The withdrawals contrasted sharply with the $18 billion in net inflows to the sector in the fourth quarter of 2024, before the change in leadership at the White House, according to Morningstar. In total, assets in the sector remained the same at about $3.2 trillion.
Under normal circumstances, such a shift might be tied to a massive market move and be seen as a sort of capitulation among sustainable investors, which would be a bullish sign that the lows are in. After all, investments in renewable energy are still soaring worldwide, even in the U.S.
But with the ongoing tariff drama and attacks by the White House on anything with a whiff of climate in its remit, and with European investors succumbing for the first time, it's likely this will last a few more quarters. Europe is home to more than four-fifths of sustainable fund assets and has long been a bellwether for the sector as its governments have been friendlier to climate-fighting regulations.
If global stock markets continue their partial recovery of the past few weeks from March’s rout, it's likely that some bargain-hunters will be attracted to the beaten down sustainable funds. But given the ferocity of the swing last quarter, we aren't holding our breath.
Editor’s picks: Ocean fossils on the highest mountains; plus, Trump’s surprising first 100 days
Watch the video: The rise of the Himalayas affected more than just the immediate area. Turns out, we may have them to thank for everything from the rise of giant flightless birds in Madagascar; to the disappearance of plants from Antarctica; to the expansion of the great grasslands of North America, and more. PBS Eons reports.

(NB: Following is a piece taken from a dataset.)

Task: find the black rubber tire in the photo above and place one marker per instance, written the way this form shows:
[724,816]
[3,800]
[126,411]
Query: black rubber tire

Not what investors were expecting
Wall Street may have expected bull markets in President Donald Trump’s first 100 days in office, but got intense volatility and uncertainty instead. Sarah Hansen writes for Morningstar that the announcement on April 2 stunned investors with the scope and scale of new reciprocal tariffs announced for dozens of U.S. trading partners. “Stocks plunged, the dollar and U.S. government bonds slid, and investors sought safety in gold. The ‘worst since’ superlatives that accompanied the market’s declines harkened back to the collapse that accompanied the onset of the Covid-19 pandemic in 2020.” In this report headlined 9 Charts on Trump’s First 100 Days in the Markets, Hansen looks at U.S. stock market performance (see chart above), volatility, and Treasury yields, as well as gold and bitcoin. According to the report, “Amid the dramatic headlines and market turmoil, there was one market trend that was perhaps most important to investors: Diversified portfolios were better at riding out the storm.”
Latest findings: New research, studies and projects

Green innovation under pressure
As the impacts of climate change intensify, firms must overcome the technical challenges of emission reduction while coping with damage from frequent disasters, according to the authors of Green Innovation Under Pressure. This paper provides novel evidence on how firms adjust the pace and direction of their innovation in response to costly physical disasters. From the abstract: “Leveraging granular data on the joint spatial distribution of climate hazards and economic activity across the U.S., we do not find firms exposed to acute physical risks cut their R&D expenditure after disaster shocks. Instead, our patent analysis reveals a subsequent shift in these firms’ innovation efforts toward green technologies.” Authors: Xintong Li, University of California San Diego; and Anindo Sarkar, University of California San Diego - Rady School of Management
More of the latest research:

Words to live by . . . .
“You cannot improve on it. The ages have been at work on it, and man can only mar it.” — Theodore Roosevelt, known as the “conservation president,” in a speech about the Grand Canyon.